I was ambivalent about the 3D part. After all, Star Wars Episode I was recently released and the addition of 3D was underwhelming. But I was looking forward to seeing this epic film on the big screen once again. This time around, the 3D addition actually added a lot to the experience. I read that James Cameron invested 60 weeks and $18 million USD into doing it right, and it showed. And far from being a joke, those solemn notes from the theme song throughout the film were exactly the right punctuation to add to the longing and fear displayed onscreen.

Leaving the theater we remarked how far we'd come in the years since the first release. Spain was the first of many countries we've travelled to together. And in a few weeks we'll be off to two or three new countries, much to my wandering heart's delight. And though the Titanic is often used as a metaphor for something doomed, it cannot be used to describe us! Unlike the couple who originally dragged us to see Titanic in the first place, or the fighting couple on the Newlywed Game who went home in separate cars, we're still going strong, never letting go. June marks sixteen years of marriage for us. I credit our longevity to making up silly lyrics to popular songs, and singing them to each other on a regular basis. Which is to say that laughter makes everything better.
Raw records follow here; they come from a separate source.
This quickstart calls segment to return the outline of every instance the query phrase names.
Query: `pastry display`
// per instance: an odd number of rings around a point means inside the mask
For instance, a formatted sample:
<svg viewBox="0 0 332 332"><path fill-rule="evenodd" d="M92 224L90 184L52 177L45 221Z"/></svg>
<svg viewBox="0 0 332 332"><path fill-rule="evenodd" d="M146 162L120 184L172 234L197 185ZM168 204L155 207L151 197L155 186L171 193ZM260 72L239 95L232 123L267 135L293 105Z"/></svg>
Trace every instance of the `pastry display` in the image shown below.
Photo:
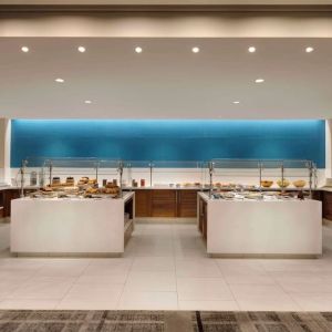
<svg viewBox="0 0 332 332"><path fill-rule="evenodd" d="M65 179L65 185L66 186L74 186L75 185L75 179L72 176L68 176Z"/></svg>
<svg viewBox="0 0 332 332"><path fill-rule="evenodd" d="M307 185L304 180L295 180L293 181L293 186L297 188L303 188Z"/></svg>
<svg viewBox="0 0 332 332"><path fill-rule="evenodd" d="M61 186L61 180L59 176L52 178L52 187Z"/></svg>
<svg viewBox="0 0 332 332"><path fill-rule="evenodd" d="M264 188L270 188L270 187L272 187L273 181L270 181L270 180L261 180L260 184L261 184L261 186L264 187Z"/></svg>
<svg viewBox="0 0 332 332"><path fill-rule="evenodd" d="M287 188L289 185L290 185L290 181L288 180L288 179L283 179L283 181L282 181L282 179L280 179L280 180L278 180L277 181L277 185L280 187L280 188Z"/></svg>

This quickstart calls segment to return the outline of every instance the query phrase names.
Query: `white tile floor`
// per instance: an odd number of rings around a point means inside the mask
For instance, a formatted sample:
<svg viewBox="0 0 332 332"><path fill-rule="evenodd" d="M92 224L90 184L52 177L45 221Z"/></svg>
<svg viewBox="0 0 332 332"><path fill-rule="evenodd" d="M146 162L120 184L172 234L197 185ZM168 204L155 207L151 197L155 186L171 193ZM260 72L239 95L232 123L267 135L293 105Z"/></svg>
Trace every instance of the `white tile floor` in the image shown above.
<svg viewBox="0 0 332 332"><path fill-rule="evenodd" d="M210 259L195 225L137 225L124 258L0 258L0 309L332 311L317 260Z"/></svg>

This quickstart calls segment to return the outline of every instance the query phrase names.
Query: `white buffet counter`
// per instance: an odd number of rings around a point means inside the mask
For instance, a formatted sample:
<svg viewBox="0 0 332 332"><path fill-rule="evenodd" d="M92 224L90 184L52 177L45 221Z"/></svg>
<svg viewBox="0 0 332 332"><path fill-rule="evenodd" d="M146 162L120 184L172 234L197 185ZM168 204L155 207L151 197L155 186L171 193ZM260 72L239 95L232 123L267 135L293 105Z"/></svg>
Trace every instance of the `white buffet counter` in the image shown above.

And now I simply must bring you the video of the song that started a million other verses in our household! Enjoy my friends. And go catch Titanic 3D while you can. But avoid getting the large drink. It's a long movie, people.

Friday, April 6, 2012

Envy

Earlier this week Michael and I went to Hong Kong overnight for business. We left our boys in Macau (with someone, not alone!), which resulted in a parenting first for us: the first time we were both in a different country (or Special Administrative Region if you please), from our offspring. I suppose knowing we were just a one hour ferry ride (or $400 USD, 14 minute helicopter ride) away kept us from feeling any little worry that we could have.
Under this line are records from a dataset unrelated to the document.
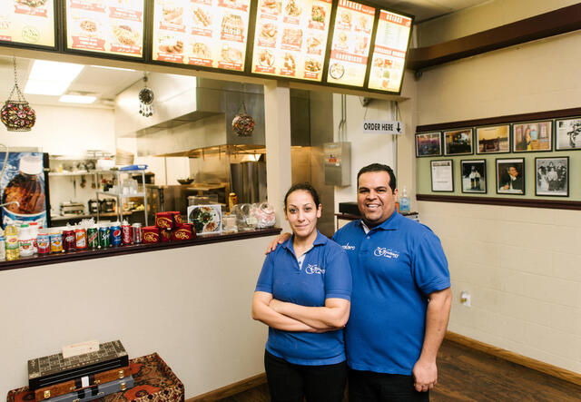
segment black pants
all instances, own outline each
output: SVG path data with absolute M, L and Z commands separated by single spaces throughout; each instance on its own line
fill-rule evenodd
M 429 391 L 418 392 L 411 376 L 349 370 L 350 402 L 428 402 Z
M 290 364 L 264 351 L 272 402 L 340 402 L 347 382 L 345 362 L 325 366 Z

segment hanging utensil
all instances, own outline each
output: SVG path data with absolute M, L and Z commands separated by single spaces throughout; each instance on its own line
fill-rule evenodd
M 15 68 L 15 86 L 8 95 L 8 100 L 0 110 L 0 120 L 9 132 L 29 132 L 36 122 L 36 113 L 30 107 L 20 91 L 16 75 L 16 58 L 13 57 L 12 61 Z M 16 99 L 13 99 L 15 92 Z

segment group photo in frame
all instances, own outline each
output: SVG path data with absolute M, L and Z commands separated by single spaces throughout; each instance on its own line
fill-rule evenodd
M 477 153 L 507 153 L 510 152 L 510 124 L 477 127 Z
M 560 119 L 555 125 L 556 151 L 581 149 L 581 117 Z
M 472 151 L 472 129 L 444 132 L 444 155 L 469 155 Z
M 512 150 L 515 152 L 552 151 L 553 121 L 514 123 Z
M 442 133 L 417 132 L 416 157 L 440 156 L 442 154 Z
M 451 159 L 430 161 L 432 191 L 454 191 L 454 165 Z
M 487 161 L 475 159 L 460 161 L 462 192 L 487 192 Z
M 525 159 L 497 159 L 497 193 L 525 194 Z
M 535 158 L 535 195 L 569 196 L 569 157 Z

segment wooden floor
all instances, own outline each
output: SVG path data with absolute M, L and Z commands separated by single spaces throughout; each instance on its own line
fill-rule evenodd
M 518 366 L 450 341 L 438 359 L 438 384 L 434 402 L 581 401 L 581 386 Z M 270 401 L 266 384 L 222 399 L 223 402 Z

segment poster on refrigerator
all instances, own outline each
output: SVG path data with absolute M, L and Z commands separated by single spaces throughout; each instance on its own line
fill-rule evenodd
M 0 170 L 5 152 L 0 152 Z M 0 178 L 2 227 L 37 222 L 46 227 L 46 189 L 42 152 L 8 152 Z
M 259 0 L 252 73 L 322 80 L 331 0 Z
M 250 0 L 155 0 L 153 59 L 243 71 Z
M 143 56 L 143 0 L 66 0 L 66 48 Z
M 327 82 L 363 86 L 375 8 L 339 0 Z
M 375 35 L 369 89 L 399 93 L 401 90 L 411 18 L 385 10 L 379 11 Z
M 54 1 L 1 1 L 0 41 L 54 47 Z

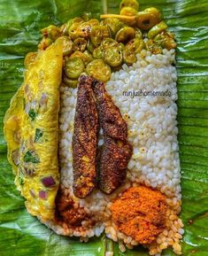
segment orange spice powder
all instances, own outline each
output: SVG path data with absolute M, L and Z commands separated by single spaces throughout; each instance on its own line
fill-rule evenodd
M 143 244 L 153 242 L 166 228 L 166 196 L 143 185 L 127 190 L 111 211 L 118 229 Z

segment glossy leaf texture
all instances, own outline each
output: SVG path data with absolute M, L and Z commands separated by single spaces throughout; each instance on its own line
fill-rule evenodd
M 138 247 L 120 252 L 118 245 L 100 238 L 81 244 L 55 235 L 30 216 L 13 183 L 6 159 L 3 118 L 10 99 L 23 81 L 24 56 L 35 50 L 40 29 L 59 25 L 88 11 L 96 18 L 116 13 L 118 0 L 2 0 L 0 3 L 0 255 L 144 256 Z M 181 167 L 184 256 L 206 256 L 208 252 L 208 2 L 206 0 L 140 1 L 141 9 L 162 11 L 175 34 L 178 72 L 178 128 Z M 163 255 L 174 255 L 166 250 Z

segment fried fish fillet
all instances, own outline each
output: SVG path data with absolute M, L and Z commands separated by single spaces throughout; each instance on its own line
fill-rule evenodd
M 91 88 L 92 79 L 80 77 L 73 136 L 73 193 L 84 198 L 96 184 L 98 115 Z
M 98 157 L 98 187 L 104 193 L 111 194 L 126 178 L 132 146 L 127 141 L 127 123 L 106 92 L 104 84 L 94 81 L 92 87 L 104 137 Z

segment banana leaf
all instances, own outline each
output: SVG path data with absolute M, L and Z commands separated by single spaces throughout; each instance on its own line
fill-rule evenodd
M 94 17 L 118 12 L 119 0 L 1 0 L 0 2 L 0 255 L 144 256 L 142 247 L 120 252 L 104 236 L 87 244 L 55 235 L 29 215 L 16 190 L 6 158 L 3 118 L 23 81 L 23 58 L 35 50 L 40 29 L 59 25 L 88 11 Z M 208 255 L 208 2 L 140 1 L 156 6 L 175 34 L 178 72 L 178 128 L 181 167 L 185 256 Z M 163 255 L 174 255 L 166 250 Z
While riding the MTR train with all the morning commuters, I saw this group of children on their way to Hong Kong Disneyland. The girls were passing the time away playing games on a tablet while the little boy, part of a different group, kept creeping closer and closer. Have you ever seen such longing?

Working

Here's another little stand/shop in Macau. All day long the workers here make dough, shape it, fill it, and steam it in those big round baskets, then sell it for such incredibly low prices I wonder how they make any money at all. Maybe they have a handful of big clients in the hospitality or casino industries? Let's hope so. I'm reminded of how satisfying it can be to spend a day working with my hands. I wonder if this crew falls asleep at night content after a hard day's work.